Coup de tonnerre sur le PEA !

Dans cette rubrique au nom évocateur, d’habitude je me contente de pointer du doigt ce qui me surprend ou m’horripile … Aujourd’hui, je crée le cactus d’or que je décerne sans l’ombre d’une hésitation aux esprits dérangés qui ont eu l’idée de taxer à 15,5 % les (éventuelles) plus-values réalisées dans le cadre d’un PEA et ce, tenez-vous bien, avec effet rétroactif sur toute la durée du dit contrat. On en reste coi !

Le PEA, comme vous le savez sans doute, est une collecte de fonds orientée vers l’investissement en faveur des entreprises ; L’Etat propose de soutenir financièrement les entreprises et en échange vous permet de bénéficier d’une fiscalité réduite (11 % depuis 2005) pour autant que les fonds soient bloqués pendant 5 ans minimum, le plafond de dépôt étant fixé à 132.000 € par personne physique et devant passer à 150.000 € au 1er janvier prochain. Certes, il y a des risques de moins-values, mais on n’a rien sans rien. Eh bien figurez-vous que le projet de loi de financement de la sécurité sociale prévoit de supprimer cette clause comme expliqué précédemment. Vous pensiez peut-être, comme moi, que l’Etat ne peut pas renier sa parole au motif qu’il ne saurait y avoir de loi rétroactive ; erreur complète !

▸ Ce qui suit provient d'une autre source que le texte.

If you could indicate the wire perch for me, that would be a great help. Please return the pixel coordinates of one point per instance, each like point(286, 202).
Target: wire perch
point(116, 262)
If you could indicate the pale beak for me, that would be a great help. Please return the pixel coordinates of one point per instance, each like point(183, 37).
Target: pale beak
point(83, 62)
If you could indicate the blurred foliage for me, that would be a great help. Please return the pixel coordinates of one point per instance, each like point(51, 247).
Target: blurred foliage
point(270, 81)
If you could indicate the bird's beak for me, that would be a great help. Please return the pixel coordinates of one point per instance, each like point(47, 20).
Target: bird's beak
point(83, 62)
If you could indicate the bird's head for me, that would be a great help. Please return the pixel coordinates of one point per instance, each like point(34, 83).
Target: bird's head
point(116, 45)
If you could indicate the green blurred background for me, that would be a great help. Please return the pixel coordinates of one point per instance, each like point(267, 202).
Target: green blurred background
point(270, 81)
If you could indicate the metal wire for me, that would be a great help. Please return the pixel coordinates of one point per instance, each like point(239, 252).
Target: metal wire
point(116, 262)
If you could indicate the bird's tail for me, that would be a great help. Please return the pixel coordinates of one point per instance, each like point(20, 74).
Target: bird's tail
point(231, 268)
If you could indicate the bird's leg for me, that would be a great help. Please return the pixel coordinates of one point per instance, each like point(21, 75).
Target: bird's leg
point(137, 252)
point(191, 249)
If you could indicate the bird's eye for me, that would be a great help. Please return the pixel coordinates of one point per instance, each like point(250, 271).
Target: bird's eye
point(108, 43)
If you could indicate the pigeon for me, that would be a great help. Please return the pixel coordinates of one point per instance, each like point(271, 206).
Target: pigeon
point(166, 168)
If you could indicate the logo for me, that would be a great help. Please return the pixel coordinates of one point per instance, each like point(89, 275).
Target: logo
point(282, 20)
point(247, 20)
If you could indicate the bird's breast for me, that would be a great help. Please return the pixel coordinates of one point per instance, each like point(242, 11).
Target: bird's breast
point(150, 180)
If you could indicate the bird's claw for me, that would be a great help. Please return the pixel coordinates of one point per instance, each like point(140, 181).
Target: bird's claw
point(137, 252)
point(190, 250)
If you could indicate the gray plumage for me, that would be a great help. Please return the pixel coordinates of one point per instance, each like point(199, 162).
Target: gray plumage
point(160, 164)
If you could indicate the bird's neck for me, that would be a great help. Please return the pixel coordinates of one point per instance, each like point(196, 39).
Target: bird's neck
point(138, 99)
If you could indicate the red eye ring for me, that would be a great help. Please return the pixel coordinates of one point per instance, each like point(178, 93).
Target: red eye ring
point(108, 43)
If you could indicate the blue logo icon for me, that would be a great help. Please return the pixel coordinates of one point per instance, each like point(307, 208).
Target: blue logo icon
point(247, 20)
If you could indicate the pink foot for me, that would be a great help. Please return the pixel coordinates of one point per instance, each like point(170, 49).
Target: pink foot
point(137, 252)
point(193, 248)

Le Conseil d’Etat s’est exprimé sur le sujet : « Le principe de non rétroactivité des lois n’a valeur constitutionnelle, en vertu de l’article 8 de la Déclaration des droits de l’homme et du citoyen, qu’en matière répressive ; que néanmoins, si le législateur a la faculté d’adopter des dispositions fiscales rétroactives, il ne peut le faire qu’en considération d’un motif d’intérêt général suffisant et sous réserve de ne pas priver de garanties légales des exigences constitutionnelles » (Conseil Constitutionnel, décision n° 98-404 du 18 décembre 1998). En clair, au nom d’un « intérêt général suffisant » qu’il est seul à juger et à décider, l’Etat, qu’il soit de droite comme de gauche, est parfaitement fondé à changer – une fois de plus – les règles fiscales * . 11 % + 15,5 % font bien 26,5 % ce qui n’est plus du tout un placement indolore… Au 31/12/2012, il y avait environ 7.300.000 PEA dont le solde moyen des dépôts était de 11.790 € (source magazine Le Revenu), dont 60.000 contrats atteignant le plafond, soit 0,8 % des détenteurs concernés.

On voit donc qu’il ne s’agit pas là d’un contrat atteignant des sommes colossales, quoique par les temps qui courent on ne sait plus très bien qui est ‘riche’ et qui ne l’est pas. A titre de comparaison, il y a en France 61,6 millions de livrets A avec un encours moyen de 3.354 € (données de juillet 2013, source Fédération Française Bancaire). A un moment où notre économie a tant besoin d’argent pour soutenir ses entreprises voir le PEA taxé (rétroactivement !) devient impossible à comprendre et brise le pacte liant les citoyens à l’Etat. Comme vous sans doute, j’ai crié ‘au fou’ devant pareille annonce ; à la réflexion, les esprits dérangés cités plus haut ne le sont peut-être pas tant que ça car, au 1er janvier prochain, va être lancé le PEA-PME qui va avoir l’apparence du PEA classique, avec plafond limité à 75.000 €, mais orienté cette fois vers les PME, cotées ou non cotées, sociétés ayant moins de 5000 salariés et dont le chiffre d’affaires n’excède pas 1,5 milliard d’euros. On voudrait nous faire quitter les investissements dans les sociétés du CAC 40, jugées plus sûres, pour réorienter différemment l’épargne et l’investissement qu’on ne s’y prendrait pas autrement. A ceci près qu’avec ce PEA-PME on oublie une fois de plus les centaines de milliers de TPE qui constituent l’essentiel du tissu économique et que ce nouveau contrat remet les compteurs à zéro puisqu’il faudra attendre 5 ans pour bénéficier d’une fiscalité plus clémente.

Notons qu’il sera possible de détenir les deux types de PEA ce qui ne fera plaisir qu’aux 60.000 détenteurs de ‘gros’ PEA. D’ici là, beaucoup d’eau aura coulé sous les ponts et les règles du jeu auront vraisemblablement changé plusieurs fois. Je ne sais pas si nous avons les dirigeants les plus intelligents ou les plus idiots du monde (je laisse à chacun le soin de choisir), mais une chose est sure : ils font tout pour nous détourner du soutien vital à nos entreprises. Cactus d’or !
Selon une étude du cabinet Ernst & Young de janvier 2013, l’instabilité fiscale est citée comme cause de défiance n° 1 par tous les investisseurs étrangers.